Methods: The lentiviral transduction of hCD64 into porcine aortic endothelial cells (PAEC) from wild-type and GTKO pigs was validated using quantitative reverse transcription (qRT)-PCR, Western blot, and flow cytometry. The effects of hCD64 transduction and activation on cell physiology were assessed using RNA Sequencing. The IgG Fc-binding capacity of hCD64 was validated using flow cytometry and ELISA. Finally, the protective effect of hCD64 against complement-dependent cytotoxicity (CDC) and antibody-dependent cell-mediated cytotoxicity (ADCC) in PAECs and GTKO PAECs was confirmed through Apoptosis assays.

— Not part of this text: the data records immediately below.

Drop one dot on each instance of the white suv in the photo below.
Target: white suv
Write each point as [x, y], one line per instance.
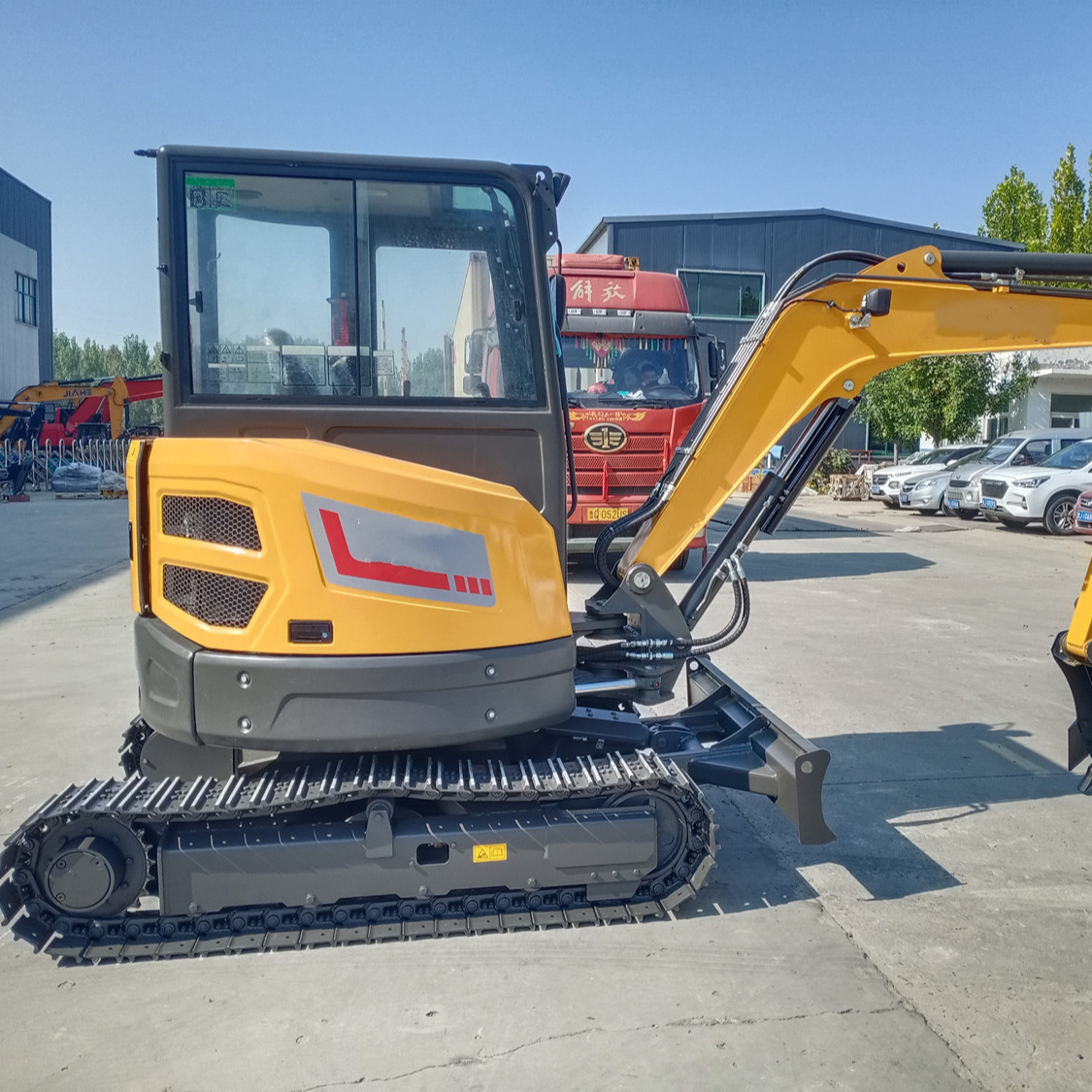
[1024, 447]
[1047, 492]
[888, 482]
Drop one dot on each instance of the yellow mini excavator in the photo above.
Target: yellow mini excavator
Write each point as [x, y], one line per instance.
[366, 710]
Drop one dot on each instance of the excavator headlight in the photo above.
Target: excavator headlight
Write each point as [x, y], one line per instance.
[877, 302]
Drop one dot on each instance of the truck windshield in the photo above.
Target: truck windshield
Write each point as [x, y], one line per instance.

Results: hCD64 was stably expressed at both mRNA and protein levels in PAEC^hCD64 and PAEC^GTKO/hCD64, with both exhibiting normal physiological functions. PAEC^hCD64 and PAEC^GTKO/hCD64 bound free human IgG in a concentration-dependent manner. In contrast, hCD64 did not bind to human IgM or pig and mouse IgG. In the CDC assay, the survival of PAEC^hCD64 was significantly higher than that of PAEC^NC (67.89% vs. 46.03%); moreover, the survival in GTKO PAEC had the same trend (85.18% vs. 71.09%). Similar results were obtained in the assay of ADCC: the survival rates of PAEC^hCD64 and PAEC^NC were 67.27% and 44.95%, respectively, and the survival of PAEC^GTKO/hCD64 and PAEC^GTKO/NC were 80.73% and 66.62%, respectively. Pre-saturation with high doses of human-derived mAbs did not abrogate the protective function of hCD64.

Conclusion: hCD64 expression may partially protect xenografts from AMR through its ability to bind competitively with DSAs IgG Fc.

antibody‐dependent cell‐mediated cytotoxicity (ADCC); antibody‐mediated rejection (AMR); complement‐dependent cytotoxicity (CDC); human CD64 (hCD64); xenotransplantation.